Spider-Man: Turn off the Dark is happening.  It might be happening on a stage right this very moment, actually.  You know, if you’re reading this between 8:00 and 11:00pm EST on a Wednesday-Sunday night.

The point is, it’s here.  Finally.  And it may not be going away any time soon.

But what does this mean, dear theater-lover, to the art form you love best?  Is this awesome or awful?  Below…some reasons it’s kind of both.

The Awesome:

People are talking.

And not just people like Broadway producers and the people in your high school band. The conversation about Spider-Man is on overdrive, and it’s everywhere. The Times, your beauty salon. The chatter has gone global, and that’s good for Broadway.

People are buying tickets.

And in a season where Broadway shows – even critically acclaimed, well-funded, smartly marketed ones – are struggling with the whole ticket thing, Spider-Man is a ticket-selling machine. How many tickets? After the first preview, it was a million dollars worth in 24 hours. That’s a year and a half of sold-out performances. When most of Broadway is measuring success as a year and a half of half-empty houses, that’s an amazing stat, and one that sounds downright healthy in tough economic times.

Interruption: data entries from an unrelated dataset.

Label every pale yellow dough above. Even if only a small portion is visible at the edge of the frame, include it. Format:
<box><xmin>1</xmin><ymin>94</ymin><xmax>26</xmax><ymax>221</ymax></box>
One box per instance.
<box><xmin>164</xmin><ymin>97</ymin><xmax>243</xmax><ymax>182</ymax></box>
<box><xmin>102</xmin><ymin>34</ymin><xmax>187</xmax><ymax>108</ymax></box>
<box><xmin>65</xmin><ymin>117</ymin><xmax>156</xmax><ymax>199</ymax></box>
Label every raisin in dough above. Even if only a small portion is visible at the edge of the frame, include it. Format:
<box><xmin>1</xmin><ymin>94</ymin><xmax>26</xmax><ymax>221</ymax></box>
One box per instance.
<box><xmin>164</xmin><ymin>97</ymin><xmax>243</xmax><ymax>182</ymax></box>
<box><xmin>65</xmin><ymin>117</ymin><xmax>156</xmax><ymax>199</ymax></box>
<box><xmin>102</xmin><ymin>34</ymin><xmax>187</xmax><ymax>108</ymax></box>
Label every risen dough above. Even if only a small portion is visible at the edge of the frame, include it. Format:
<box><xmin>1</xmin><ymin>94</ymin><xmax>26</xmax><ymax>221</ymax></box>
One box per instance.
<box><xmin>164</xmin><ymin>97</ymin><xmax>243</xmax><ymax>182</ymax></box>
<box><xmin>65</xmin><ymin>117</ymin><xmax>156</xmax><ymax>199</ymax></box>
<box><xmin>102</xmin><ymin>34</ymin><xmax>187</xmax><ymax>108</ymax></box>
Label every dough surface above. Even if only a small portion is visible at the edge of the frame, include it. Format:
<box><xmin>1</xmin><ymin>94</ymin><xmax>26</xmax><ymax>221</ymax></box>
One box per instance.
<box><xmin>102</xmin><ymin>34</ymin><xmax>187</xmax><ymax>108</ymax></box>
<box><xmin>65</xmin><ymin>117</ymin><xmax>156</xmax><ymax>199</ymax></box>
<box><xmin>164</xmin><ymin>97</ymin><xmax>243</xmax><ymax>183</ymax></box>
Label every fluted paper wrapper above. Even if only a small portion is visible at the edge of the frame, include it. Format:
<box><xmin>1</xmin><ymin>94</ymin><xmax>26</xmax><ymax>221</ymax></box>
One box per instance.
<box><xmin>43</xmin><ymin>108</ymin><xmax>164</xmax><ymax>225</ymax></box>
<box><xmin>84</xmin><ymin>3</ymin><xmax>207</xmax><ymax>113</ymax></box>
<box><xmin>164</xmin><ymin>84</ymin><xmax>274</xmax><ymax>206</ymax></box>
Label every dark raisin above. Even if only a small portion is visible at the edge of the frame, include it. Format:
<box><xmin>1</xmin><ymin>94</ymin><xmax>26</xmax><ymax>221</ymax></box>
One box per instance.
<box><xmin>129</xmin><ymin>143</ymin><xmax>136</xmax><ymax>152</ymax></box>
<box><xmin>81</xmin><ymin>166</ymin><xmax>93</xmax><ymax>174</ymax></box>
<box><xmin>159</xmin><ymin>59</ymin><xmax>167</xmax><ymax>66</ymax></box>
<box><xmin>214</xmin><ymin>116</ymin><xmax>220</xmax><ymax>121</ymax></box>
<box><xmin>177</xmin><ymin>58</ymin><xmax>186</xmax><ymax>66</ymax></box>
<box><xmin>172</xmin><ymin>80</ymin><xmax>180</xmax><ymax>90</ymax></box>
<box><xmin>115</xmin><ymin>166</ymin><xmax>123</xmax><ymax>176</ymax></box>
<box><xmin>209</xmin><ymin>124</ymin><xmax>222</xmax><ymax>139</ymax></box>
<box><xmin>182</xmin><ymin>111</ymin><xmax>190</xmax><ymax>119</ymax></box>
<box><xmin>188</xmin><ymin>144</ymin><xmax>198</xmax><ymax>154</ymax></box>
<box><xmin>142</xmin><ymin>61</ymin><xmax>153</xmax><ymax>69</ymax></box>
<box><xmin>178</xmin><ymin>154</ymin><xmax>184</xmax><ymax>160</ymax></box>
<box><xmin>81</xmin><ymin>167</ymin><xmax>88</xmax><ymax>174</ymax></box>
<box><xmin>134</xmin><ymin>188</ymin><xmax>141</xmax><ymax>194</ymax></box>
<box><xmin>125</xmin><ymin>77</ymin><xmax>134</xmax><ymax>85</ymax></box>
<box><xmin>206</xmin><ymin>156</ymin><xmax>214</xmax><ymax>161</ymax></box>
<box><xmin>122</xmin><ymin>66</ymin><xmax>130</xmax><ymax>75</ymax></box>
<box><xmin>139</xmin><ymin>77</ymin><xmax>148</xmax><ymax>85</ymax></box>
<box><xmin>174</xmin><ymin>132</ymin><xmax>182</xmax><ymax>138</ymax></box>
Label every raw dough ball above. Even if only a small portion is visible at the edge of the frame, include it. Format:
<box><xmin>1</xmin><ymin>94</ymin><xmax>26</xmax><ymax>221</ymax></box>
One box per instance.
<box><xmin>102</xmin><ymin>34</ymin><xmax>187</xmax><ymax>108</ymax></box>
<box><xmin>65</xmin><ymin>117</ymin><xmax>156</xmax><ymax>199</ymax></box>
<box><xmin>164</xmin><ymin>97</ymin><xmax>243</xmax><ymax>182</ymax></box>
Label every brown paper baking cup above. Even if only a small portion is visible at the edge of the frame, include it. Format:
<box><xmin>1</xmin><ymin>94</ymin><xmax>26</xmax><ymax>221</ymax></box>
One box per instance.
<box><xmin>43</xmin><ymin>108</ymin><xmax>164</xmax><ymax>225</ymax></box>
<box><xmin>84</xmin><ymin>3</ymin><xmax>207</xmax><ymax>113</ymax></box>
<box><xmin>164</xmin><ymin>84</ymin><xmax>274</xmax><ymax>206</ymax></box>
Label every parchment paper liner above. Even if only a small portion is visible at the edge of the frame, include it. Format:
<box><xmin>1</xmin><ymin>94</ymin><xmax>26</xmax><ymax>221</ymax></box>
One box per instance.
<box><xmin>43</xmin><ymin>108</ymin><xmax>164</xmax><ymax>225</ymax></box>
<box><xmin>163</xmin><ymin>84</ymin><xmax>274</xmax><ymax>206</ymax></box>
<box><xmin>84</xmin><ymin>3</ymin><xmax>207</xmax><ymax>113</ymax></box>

It’s a meeting of smart, successful people.

When the marquee says Bono and Julie Taymor, it sends a pretty clear message that Broadway is an important place to be as an entertainer, and not just the movieplexes and Wembley stadiums of the world.

The show is the story, not the star.

Who’s starring in Spider-Man? Who cares. Reeve Carney is cute but no one has any clue who he is and Jen Damiano, though famous among oversensitive theater fangirls, is a nonentity. Alan Cumming, Jim Sturgess and Evan Rachel Wood? This show is so big, and its themes and characters so familiar, that no one, especially not Julie Taymor, even needed them.

The Awful:

Blockbuster Mentality sucks.

Sure, we all want our shows to be big-ass hits.  We want them to rake in a zillion dollars and stay open for years and top the gross charts every week.  But going into something like this—creating art—with that mentality is a frightening prospect.  It puts everything but the almighty dollar in a distant second or third.  And it breeds more of the same.  Blockbusters for the sake of blockbusters.  What happens, then, to artistic merit? Experimentation? Intimacy?

The show is the star AND the story.

Yes. Spider-Man sold a million dollars in tickets after its first (reportedly disastrous) preview, and that’s awesome.  The Great White Way needs the cash.  But we all know the show itself didn’t sell those tickets.  The spectacle sold all those tickets—and not the one that’s happening on stage.  There is a circus of hype drowning out the actual musical, here.   Shouldn’t the show we’re all buying tickets to be on stage, and not off?

We all love a scandal, but…

Almost no one loves a scandal as much as The Craptacular. We giggle with glee every time we think about how awesome it was to be able to write about a BJ in the audience an American Idiot (hint: it wasn’t Billie Joe).  But the sensationalized disaster over at the Foxwoods Theater is getting so much press coverage the embargo may as well be an invitation.  That coverage has lead to millions of dollars in ticket sales for a show that is essentially unfinished.  The infusion of cash on Broadway may be much-needed, but what kind of standard is being set here?  Do you need to drop people out of the sky inside your theater to get attention?  Spend more money than the GDP of several developing nations combined? Bloody Bloody Andrew Jackson and The Scottsboro Boys, two intelligent, well-reviewed shows with smaller budgets and shallower pockets didn’t stand a chance in this season of Spider-Man—of Conan O’Brien parodies and front-page Times stories—and looking back, it’s easy to see why those shows can’t compete.  It also happens to be terrifying.